Preliminary results of a long-term study of the career paths of Ph.D.s show that unemployment among Ph.D.s is low and that job satisfaction is high among Ph.D.s in non-academic posts.

Special Issue

The study, "Ph.D.s - Ten Years Later," is being undertaken by Maresi Nerad, director of graduate research at the University of California-Berkeley, with support from the Mellon Foundation and the National Science Foundation.

The study, launched in fall 1995, surveyed 6,000 Ph.D. holders from 61 U.S. universities - including UConn - in six disciplines: biochemistry, computer science, electrical engineering, English, mathematics and political science. Nerad mailed a 22-page survey to all those who received a Ph.D. from the participating universities in the years 1983, 1984, and 1985. The survey met with a response rate of more than 70 percent. Nerad also has conducted individual interviews with 65 of the survey participants.

Although the study is not yet published, Nerad shared some of her preliminary findings during a phone interview with the Advance.

The findings include

  • The unemployment rate among participants at the end of 1995 was less than 1 percent.

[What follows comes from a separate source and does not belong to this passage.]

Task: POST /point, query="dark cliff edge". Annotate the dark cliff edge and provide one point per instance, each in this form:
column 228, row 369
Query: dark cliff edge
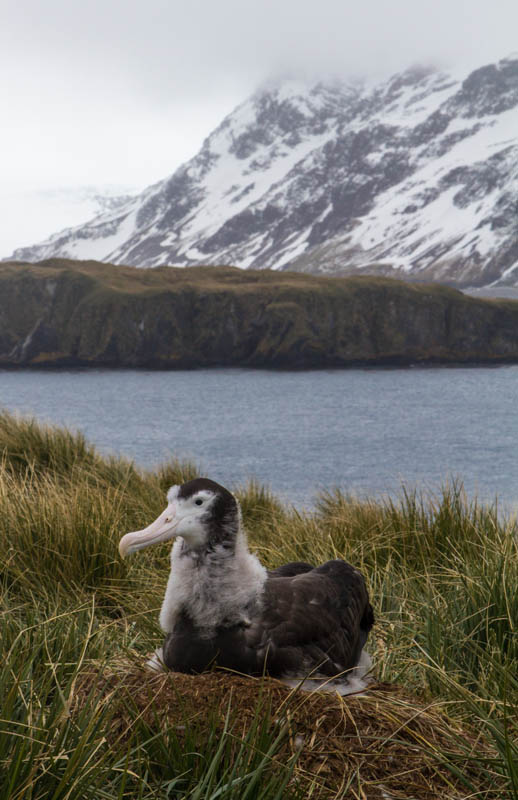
column 61, row 313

  • People working in sectors other than academia (industry, business, government and non- profit organizations) are very satisfied with their employment.

  • Within the academic sector, the percentage of people now employed in academia varies enormously by discipline. Among the disciplines in the survey, the lowest rate was in electrical engineering, the highest in English.

  • Of those with a Ph.D. in English who now hold academic posts, many have held positions as temporary lecturers and a significant number are still on one-year appointments.

  • People with a Ph.D. in biochemistry who now hold an academic post on average spent four to five years in post-doctoral positions.

  • Many Ph.D. holders said that they did not feel valued by their department if they chose not to pursue an academic career.